Dans la lumière humide d’avril,

il passe, il ne me voit pas

de toute façon, il ne me regarderait pas

il détournerait les yeux.

Il fixe sa tablette tout en marchant,

il se croit connecté…

Aujourd’hui, moi, j’ai déconnecté,

je suis resté sous la tente,

fragile esquif au cœur de la ville,

bulle où commence la contrée nommée exclusion,

il ne veut pas en franchir la frontière,

ne serait-ce que d’un regard…

Je suis l’incarnation de ses pires craintes.

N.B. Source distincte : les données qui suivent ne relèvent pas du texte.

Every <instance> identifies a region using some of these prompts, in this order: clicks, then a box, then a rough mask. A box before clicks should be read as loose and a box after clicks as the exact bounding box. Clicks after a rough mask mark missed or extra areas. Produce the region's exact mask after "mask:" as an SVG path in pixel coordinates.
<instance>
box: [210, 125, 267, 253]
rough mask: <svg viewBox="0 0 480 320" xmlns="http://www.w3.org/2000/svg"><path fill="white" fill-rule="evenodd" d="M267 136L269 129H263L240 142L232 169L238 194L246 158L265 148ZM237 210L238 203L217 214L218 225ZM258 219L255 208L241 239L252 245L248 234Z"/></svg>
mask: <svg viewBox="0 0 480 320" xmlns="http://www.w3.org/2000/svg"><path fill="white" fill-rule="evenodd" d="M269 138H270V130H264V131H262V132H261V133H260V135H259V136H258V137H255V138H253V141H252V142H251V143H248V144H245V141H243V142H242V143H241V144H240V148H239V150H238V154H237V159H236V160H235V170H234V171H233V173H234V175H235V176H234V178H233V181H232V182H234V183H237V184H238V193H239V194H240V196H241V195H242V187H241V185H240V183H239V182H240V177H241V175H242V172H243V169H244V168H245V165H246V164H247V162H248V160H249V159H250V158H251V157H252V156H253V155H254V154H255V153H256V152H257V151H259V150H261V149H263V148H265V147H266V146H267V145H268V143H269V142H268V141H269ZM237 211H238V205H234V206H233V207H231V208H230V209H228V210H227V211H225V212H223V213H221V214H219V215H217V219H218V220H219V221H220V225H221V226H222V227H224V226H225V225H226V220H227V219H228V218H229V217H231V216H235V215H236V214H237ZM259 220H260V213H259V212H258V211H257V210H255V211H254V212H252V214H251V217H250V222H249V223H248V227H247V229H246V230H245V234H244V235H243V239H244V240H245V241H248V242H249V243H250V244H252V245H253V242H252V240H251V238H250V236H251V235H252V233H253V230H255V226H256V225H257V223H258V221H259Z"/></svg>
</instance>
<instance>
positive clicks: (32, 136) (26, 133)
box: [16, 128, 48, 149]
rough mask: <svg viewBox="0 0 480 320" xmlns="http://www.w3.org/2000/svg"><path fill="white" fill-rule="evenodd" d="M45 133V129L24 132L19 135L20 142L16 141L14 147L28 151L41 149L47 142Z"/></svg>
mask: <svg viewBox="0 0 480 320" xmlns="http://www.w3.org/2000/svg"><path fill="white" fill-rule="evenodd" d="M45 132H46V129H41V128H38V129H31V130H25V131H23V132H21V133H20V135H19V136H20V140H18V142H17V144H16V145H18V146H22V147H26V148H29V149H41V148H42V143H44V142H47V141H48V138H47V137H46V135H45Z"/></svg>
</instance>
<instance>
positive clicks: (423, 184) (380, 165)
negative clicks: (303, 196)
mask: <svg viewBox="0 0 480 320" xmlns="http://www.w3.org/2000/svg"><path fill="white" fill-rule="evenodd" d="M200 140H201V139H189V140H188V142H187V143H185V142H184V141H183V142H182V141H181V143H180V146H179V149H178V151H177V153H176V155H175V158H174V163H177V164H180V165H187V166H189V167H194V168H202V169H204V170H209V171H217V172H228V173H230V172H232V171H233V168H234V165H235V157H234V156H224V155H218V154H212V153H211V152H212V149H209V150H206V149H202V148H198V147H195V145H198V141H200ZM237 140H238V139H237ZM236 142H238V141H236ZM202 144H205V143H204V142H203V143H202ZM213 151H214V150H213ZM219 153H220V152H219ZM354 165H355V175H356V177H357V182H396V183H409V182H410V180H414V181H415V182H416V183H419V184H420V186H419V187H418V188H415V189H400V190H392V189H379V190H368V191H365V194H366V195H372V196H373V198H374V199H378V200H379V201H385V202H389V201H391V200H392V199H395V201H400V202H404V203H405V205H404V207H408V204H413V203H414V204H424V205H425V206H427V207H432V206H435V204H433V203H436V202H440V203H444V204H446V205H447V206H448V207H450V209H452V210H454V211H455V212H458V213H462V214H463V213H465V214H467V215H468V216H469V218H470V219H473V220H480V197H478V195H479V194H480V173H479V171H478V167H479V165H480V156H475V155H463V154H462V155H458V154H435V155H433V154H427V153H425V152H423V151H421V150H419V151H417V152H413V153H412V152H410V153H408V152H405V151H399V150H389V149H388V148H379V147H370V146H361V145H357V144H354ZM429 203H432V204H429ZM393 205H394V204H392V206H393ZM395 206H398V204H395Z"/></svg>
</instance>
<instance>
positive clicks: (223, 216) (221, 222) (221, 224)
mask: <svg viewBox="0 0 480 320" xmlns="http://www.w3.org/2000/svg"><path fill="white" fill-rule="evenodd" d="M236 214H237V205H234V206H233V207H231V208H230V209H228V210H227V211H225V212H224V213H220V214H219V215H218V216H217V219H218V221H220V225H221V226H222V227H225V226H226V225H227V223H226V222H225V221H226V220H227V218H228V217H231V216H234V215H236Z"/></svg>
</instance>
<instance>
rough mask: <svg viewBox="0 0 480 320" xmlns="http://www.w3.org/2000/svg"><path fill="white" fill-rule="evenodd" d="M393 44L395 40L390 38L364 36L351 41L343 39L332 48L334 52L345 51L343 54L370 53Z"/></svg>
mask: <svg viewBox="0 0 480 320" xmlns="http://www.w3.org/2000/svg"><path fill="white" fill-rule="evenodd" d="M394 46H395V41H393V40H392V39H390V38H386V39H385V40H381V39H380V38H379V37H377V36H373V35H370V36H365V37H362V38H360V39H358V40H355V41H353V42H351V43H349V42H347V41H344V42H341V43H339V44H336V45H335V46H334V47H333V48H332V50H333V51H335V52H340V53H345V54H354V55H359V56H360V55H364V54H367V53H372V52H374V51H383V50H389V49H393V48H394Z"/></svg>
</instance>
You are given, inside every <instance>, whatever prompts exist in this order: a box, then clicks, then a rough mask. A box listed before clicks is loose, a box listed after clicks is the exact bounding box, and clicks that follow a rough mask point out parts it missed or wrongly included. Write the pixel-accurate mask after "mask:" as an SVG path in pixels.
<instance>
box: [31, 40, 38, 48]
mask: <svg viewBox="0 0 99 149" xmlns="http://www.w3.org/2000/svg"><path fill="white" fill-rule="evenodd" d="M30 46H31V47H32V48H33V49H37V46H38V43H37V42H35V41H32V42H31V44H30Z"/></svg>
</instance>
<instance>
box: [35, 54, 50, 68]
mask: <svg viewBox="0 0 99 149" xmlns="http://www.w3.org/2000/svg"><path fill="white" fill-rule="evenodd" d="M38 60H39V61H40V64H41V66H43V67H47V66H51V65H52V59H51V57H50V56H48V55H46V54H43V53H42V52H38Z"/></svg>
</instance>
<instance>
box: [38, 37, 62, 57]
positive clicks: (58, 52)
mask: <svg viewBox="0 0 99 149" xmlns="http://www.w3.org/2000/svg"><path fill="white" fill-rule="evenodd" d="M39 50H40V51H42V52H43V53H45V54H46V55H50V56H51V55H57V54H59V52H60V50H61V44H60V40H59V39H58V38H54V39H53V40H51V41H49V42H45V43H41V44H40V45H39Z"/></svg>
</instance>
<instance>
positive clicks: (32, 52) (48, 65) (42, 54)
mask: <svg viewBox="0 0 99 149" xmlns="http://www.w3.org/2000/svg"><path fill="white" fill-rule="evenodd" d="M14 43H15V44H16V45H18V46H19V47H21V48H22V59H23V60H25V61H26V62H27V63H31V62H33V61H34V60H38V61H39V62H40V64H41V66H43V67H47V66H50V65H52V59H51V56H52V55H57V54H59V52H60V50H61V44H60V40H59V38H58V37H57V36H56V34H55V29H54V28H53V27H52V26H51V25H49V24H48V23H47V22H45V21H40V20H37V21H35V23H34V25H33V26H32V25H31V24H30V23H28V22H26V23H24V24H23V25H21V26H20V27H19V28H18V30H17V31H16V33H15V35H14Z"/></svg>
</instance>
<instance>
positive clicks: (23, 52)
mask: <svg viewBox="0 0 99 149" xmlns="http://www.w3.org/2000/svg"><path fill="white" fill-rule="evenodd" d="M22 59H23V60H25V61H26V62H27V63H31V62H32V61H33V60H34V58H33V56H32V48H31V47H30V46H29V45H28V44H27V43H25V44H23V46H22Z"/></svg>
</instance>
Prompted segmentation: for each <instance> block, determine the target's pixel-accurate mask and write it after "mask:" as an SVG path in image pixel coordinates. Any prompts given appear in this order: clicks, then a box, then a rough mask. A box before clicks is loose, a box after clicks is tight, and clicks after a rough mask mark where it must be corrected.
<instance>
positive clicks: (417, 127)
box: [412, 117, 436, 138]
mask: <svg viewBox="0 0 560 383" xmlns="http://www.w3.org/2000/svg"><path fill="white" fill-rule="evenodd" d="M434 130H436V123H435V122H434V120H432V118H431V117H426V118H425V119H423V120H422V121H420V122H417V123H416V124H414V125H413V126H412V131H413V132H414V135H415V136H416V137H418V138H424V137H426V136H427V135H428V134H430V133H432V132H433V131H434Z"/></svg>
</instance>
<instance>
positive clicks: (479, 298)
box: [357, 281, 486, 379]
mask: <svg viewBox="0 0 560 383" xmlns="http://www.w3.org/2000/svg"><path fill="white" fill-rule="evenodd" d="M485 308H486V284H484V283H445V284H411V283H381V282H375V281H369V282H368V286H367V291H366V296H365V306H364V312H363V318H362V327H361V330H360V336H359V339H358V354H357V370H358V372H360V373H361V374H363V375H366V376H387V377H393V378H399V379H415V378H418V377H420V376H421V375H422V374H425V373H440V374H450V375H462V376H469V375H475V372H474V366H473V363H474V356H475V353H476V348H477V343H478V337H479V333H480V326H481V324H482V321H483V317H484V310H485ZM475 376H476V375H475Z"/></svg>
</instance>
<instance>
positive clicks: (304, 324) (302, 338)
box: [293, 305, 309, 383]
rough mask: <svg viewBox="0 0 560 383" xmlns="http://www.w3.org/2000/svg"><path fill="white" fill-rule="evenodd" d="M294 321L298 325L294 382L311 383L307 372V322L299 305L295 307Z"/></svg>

A louer, la pancarte est là depuis des semaines…

Quelqu’un s’est-il dit une seule fois :

celui qui est assis sur le seuil,

celui qui est allongé sous la tente,

d’autres aussi

pourraient y trouver un abri de fortune.

C’est sûrement pas chauffé

mais au moins, ils auraient un toit sur la tête…

N’ont-t-ils pas plutôt pensé

Allez wake up, bouge-toi feignasse

T’as deux bras, deux jambes…

Je suis une vie qui ne compte pas,

pas même une ombre de la rue.

Je suis le spectateur de leurs vies,

nos quotidiens sont deux mondes même pas parallèles…

Je ne suis pas l’invisible,

je suis l’invu, l’inregardé.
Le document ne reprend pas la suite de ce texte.